You don’t actually need to clean up that paper; you only need to decide what to do with it in order to train your brain.
That’s how small you can start. And yet, those neural pathways are still being built. Gradually, you will transform yourself from a procrastinator to an in-the-moment action-taker.
It might sound obvious, but the more you use your brain, the better it’s going to perform for you.
For example, learning a new instrument improves your skill of translating something you see (sheet music), to something you actually do (playing the instrument).
Learning a new language exposes your brain to a different way of thinking and a different way of expressing yourself.
You can even literally take it a step further, and learn how to dance. Research has shown that learning to dance helps seniors avoid Alzheimer’s.
If you want to learn new stuff more effectively, identify your learning style first. By understanding your own learning style, you can maximize your strengths in learning and learn quicker. Don’t know your learning style? Take this assessment for free and find out.
The Internet world can help you improve your brain function while lazily sitting on your couch. For example, the free Fast-Track Class – Spark Your Learning Genius can help you improve your memory, think faster and train your brain to learn anything faster.
Indeed, exercise does not just work your body, but it also improves the fitness of your brain.
Even briefly exercising for 20 minutes facilitates information processing and memory functions. But it’s not just that—exercise actually helps your brain create those new neural connections faster. You will learn faster, your alertness level will increase, and you get all that by moving your body.

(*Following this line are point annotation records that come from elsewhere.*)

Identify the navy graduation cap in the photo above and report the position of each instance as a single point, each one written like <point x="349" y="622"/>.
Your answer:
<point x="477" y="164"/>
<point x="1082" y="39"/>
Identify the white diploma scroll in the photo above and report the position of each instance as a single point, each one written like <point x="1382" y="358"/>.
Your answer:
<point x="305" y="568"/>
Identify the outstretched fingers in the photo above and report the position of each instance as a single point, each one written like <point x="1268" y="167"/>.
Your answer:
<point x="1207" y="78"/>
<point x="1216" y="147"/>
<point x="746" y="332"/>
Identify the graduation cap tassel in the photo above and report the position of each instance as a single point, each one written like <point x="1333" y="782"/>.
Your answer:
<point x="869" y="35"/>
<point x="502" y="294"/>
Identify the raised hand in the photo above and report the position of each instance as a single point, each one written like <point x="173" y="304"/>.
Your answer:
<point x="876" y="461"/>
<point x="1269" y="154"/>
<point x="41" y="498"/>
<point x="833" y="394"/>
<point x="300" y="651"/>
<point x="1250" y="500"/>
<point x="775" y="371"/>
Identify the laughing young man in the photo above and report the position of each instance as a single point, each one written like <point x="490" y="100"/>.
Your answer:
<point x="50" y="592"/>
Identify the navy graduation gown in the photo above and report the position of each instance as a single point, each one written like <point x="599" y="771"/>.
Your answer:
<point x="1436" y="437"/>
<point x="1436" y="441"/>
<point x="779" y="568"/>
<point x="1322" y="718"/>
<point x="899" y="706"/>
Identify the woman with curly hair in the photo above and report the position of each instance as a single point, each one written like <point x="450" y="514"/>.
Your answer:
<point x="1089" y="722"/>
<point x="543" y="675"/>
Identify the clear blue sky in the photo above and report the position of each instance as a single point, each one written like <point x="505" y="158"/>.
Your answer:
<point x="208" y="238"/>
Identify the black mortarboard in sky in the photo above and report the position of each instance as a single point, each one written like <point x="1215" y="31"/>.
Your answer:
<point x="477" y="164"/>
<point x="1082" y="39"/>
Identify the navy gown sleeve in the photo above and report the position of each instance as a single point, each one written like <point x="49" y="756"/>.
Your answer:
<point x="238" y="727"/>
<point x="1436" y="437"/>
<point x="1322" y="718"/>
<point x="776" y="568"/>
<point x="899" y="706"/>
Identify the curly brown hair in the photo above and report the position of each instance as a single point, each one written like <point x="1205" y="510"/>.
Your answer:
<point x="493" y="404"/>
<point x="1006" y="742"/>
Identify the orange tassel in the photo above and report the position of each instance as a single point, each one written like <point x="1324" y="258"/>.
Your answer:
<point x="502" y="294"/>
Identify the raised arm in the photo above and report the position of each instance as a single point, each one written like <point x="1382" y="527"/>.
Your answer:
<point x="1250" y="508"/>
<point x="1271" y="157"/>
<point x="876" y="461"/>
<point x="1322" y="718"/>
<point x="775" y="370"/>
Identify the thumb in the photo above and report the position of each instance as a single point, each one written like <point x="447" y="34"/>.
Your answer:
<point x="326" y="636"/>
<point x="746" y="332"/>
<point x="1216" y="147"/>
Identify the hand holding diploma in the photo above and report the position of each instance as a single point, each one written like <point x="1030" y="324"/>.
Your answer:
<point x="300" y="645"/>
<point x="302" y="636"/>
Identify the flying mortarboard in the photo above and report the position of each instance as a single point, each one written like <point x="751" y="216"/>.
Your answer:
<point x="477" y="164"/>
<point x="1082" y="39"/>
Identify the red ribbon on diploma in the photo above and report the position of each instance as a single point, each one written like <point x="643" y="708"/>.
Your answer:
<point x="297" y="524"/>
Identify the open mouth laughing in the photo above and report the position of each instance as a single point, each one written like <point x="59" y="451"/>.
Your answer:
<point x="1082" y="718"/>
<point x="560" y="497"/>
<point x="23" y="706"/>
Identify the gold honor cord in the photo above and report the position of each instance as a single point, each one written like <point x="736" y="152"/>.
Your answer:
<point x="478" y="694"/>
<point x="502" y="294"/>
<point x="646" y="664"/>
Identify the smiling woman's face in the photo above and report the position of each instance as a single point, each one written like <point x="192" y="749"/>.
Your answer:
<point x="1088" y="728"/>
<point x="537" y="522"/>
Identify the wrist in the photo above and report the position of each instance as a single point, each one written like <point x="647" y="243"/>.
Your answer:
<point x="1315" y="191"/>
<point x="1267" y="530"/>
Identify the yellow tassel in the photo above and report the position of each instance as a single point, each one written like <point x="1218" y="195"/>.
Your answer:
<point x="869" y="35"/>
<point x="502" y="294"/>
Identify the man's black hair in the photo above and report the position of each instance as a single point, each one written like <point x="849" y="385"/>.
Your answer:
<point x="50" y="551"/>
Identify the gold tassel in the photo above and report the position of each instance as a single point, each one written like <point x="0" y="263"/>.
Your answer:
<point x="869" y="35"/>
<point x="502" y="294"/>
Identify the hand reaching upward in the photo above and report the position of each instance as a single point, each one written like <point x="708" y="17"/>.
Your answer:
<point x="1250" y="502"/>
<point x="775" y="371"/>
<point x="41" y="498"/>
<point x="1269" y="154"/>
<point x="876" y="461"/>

Remember, by training your brain to do something new repeatedly, you are actually changing yourself permanently.
If you want to train your brain and develop optimal cognitive abilities, then you’ve got to have meaningful relationships in your life. Talking with others and engaging with your loved ones helps you think more clearly, and it can also lift your mood.
If you are an extrovert, this holds even more weight for you. At a class at Stanford University, I learned that extroverts actually use talking to other people as a way to understand and process their own thoughts.
I remember that the teacher told us that after a personality test said she was an extrovert, she was surprised. She had always thought of herself as an introvert. But then, she realized how much talking to others helped her frame her own thoughts, so she accepted her new-found status as an extrovert.
Many of us, when we think of how to exercise your brain, think of crossword puzzles. And it’s true—crossword puzzles do improve our fluency, yet studies have offered conflicting views and show they are not enough by themselves if you’re looking to train your brain and prevent disease like Alzheimer’s.
While they may be fun, they don’t do much to sharpen your brain.
Of course, if you are doing this for fun, then by all means go ahead. If you are doing it for brain health and fitness, then you might want to choose another activity that involves higher-level problem solving skills
Foods like fish, fruits, and vegetables help your brain perform optimally in the long term. Yet, you might not know that dark chocolate gives your brain a good boost as well.
When you eat chocolate, your brain produces dopamine, and dopamine helps you learn faster and remember better. Not to mention, chocolate contains flavanols, which have antioxidant functions that can improve the way your brain functions.